Muitas religiões antigas, pagãs, de facto, incluíram nos seus cultos sacrifícios humanos, expressão de oferta aos deuses do melhor que a comunidade possuía. Com Abraão, isso desapareceu. Creio poder afirmar que a religião foi o primeiro âmbito a repudiar a pretensão de se assenhorear da vida dos outros.

Não assim com a família, por exemplo. Um pouco por todo o lado, a própria lei –pense-se na romana- atribuía ao pater familias direito de vida e de morte sobre os escravos, algo de semelhante sobre as crianças e a esposa, possibilidade de atirar os deficientes da rocha Tarpeia, etc. A nível dos costumes, no mínimo, era  tolerado abandonar os velhos ou «abafá-los», massacrar prisioneiros, aplicar castigos que resultavam na morte, etc. Também isto, graças a Deus, já passou. E desapareceu em outros âmbitos.

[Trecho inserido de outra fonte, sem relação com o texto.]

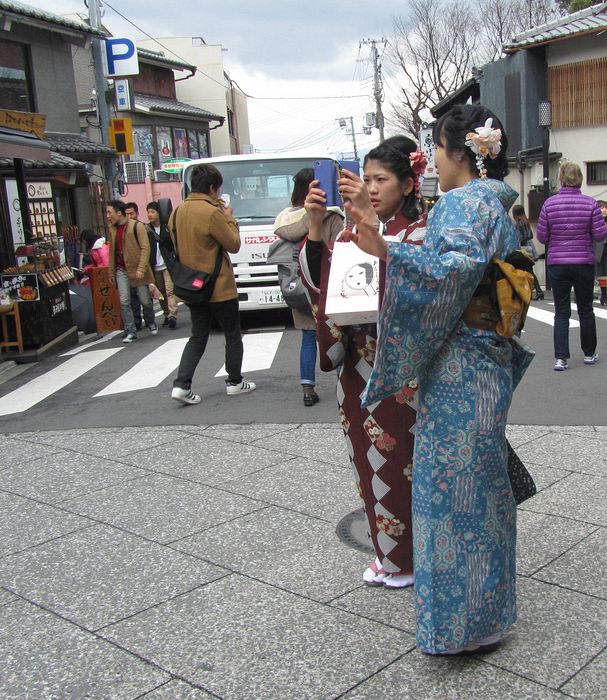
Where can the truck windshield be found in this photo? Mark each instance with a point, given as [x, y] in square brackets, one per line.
[258, 189]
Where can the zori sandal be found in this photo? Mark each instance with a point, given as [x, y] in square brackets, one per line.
[374, 574]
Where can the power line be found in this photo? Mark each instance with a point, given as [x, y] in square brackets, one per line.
[210, 77]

Curiosamente, a dimensão política é a única a quem lhe custa abrir mão deste anacronismo infra-humano. Seja a extrema-esquerda, seja a extrema-direita, sejas outras assim-assim, enchem-nos as páginas da história com as «engenharias sociais» de torturas e execuções brutais e arbitrárias dos khmers vermelhos, os «desparecidos» e lançados ao mar da América do Sul, os fuzilamentos de «escarmenta» de Estaline, a «lavagem ao cérebro» dos arquipélagos de Goulag e sua imensidão de mortes ao frio e à fome, a “solução final”, cientificamente programada, dos campos de concentração nazis, a «revolução cultural» maoista e os milhões de vítimas em que firmou os pés, etc. Para só falar nestes factos satânicos dos nossos dias.

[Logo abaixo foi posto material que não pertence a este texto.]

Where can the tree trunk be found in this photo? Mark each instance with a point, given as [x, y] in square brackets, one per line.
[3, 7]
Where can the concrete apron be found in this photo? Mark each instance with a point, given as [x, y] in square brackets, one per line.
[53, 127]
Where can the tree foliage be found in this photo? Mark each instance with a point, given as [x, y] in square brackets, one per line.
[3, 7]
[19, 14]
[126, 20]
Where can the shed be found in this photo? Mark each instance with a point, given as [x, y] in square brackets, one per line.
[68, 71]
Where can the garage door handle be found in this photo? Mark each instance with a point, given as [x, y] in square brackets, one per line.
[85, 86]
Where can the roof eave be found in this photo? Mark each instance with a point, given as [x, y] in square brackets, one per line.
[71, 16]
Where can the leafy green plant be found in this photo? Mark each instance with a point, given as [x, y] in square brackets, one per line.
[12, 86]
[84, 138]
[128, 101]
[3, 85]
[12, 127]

A 27 de janeiro, comemoramos a libertação de Auschwitz-Birkenau, símbolo de todos os campos de concentração. Será ocasião de nos perguntarmos: porquê esta tendência de alguns políticos se julgarem donos da vida humana? Como moralizar para reduzir o papel das ideologias? Como evitar que os tiranos ascendam ao poder? Como proteger a vida nesta cultura de morte?

O terceiro milénio reclama de nós esta «ascensão em humanidade».